This is a rare insight into the world of buses in North East England. It is seen through the eyes of a tall (6' 6 1/2" or 1.99m), distinctive middle aged bus driver who relies on a remark from one of his passengers as his motto: "You are better than some, but not as good as others." What occurs on my buses often defies belief and is usually funny. When I am not on the buses, it is a continued observation of the bizarre world around me.
Wednesday, 22 June 2011
Air Of Financial Insecurity Along The Bus Route
Every year has its own catch phrases, which you hear repeated time after time. they could be: 'I'm loving this', 'flexible rostering', 'wake up and smell the coffee', 'blue sky thinking', 'I hear what you are saying,' and so on, and so on. You usually hear them from the mouths of politicians before they filter down to the general public. Often it is some form of American management speak or some form of corporate lingo which has been discovered on some training course.
This year seems to be different though. It seems to be more human. Whether it is because of the financial difficulties or not, I don't know.
On the buses, people have started saying: 'I can't take it (money) with me, so I'll ...' I seem to hear it every day.
'I can't take it with me,' said a lady, 'so I've splashed out on a new bath towel mat.'
'Oh my God, yer what?' yelled a student. 'All that money and she goes and spends it on a cruddy old bath mat.'
'Spot on,' said a voice from the back, using the second most used phrase of the year, and the one which seems to have replaced 'Champion' and 'Cushti'.
There does seem to be an air of financial fear around at the moment. All along the bus route there are shops shouting SALE with varying flags and banners, mostly in scarlet or shocking pink. Even the shop which permanently had CLOSING DOWN SALE had shown heightened urgency by CLOSING DOWN NEXT THURSDAY. That was two weeks ago and the shop is still open, but it is the thought that counts.

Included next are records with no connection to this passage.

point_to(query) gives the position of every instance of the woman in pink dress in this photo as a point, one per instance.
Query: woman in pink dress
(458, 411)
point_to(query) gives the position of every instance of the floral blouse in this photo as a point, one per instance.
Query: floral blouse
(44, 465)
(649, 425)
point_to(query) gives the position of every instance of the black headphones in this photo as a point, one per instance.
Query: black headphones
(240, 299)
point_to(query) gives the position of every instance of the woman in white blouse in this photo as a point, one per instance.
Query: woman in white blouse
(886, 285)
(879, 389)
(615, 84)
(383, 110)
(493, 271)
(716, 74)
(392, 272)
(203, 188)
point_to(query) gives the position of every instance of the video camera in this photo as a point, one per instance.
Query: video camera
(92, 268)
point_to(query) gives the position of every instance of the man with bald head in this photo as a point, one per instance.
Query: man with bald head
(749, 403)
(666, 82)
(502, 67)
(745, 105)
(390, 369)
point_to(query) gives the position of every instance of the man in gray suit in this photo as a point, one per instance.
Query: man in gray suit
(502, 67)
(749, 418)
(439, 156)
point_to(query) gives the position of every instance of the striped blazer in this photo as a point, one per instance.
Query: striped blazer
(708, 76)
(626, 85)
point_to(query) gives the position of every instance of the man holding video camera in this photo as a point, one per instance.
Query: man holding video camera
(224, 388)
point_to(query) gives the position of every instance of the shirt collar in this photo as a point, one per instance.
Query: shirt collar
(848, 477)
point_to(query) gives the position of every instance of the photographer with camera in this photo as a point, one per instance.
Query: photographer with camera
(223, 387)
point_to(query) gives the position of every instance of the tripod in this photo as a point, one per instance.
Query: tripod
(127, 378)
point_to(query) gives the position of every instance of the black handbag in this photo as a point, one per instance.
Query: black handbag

As I was looking at the shop windows, there was an audible clearing of the throat close to my left ear. That was a sign that a passenger was getting nervous I was going to drive past their stop. I sped up a fraction. enough to hear the pleasing result of hurried stomping down the aisle and some high pitched remarks like a novice cowboy on a bolted mustang:
'Whoa ... whooaah ... WHOOOAAAAHHH.'
I stopped at the bus stop and the passenger straightened his baseball cap and tracksuit.
'Spot on, mate,' he said as he vanished into the Cumbrian rain.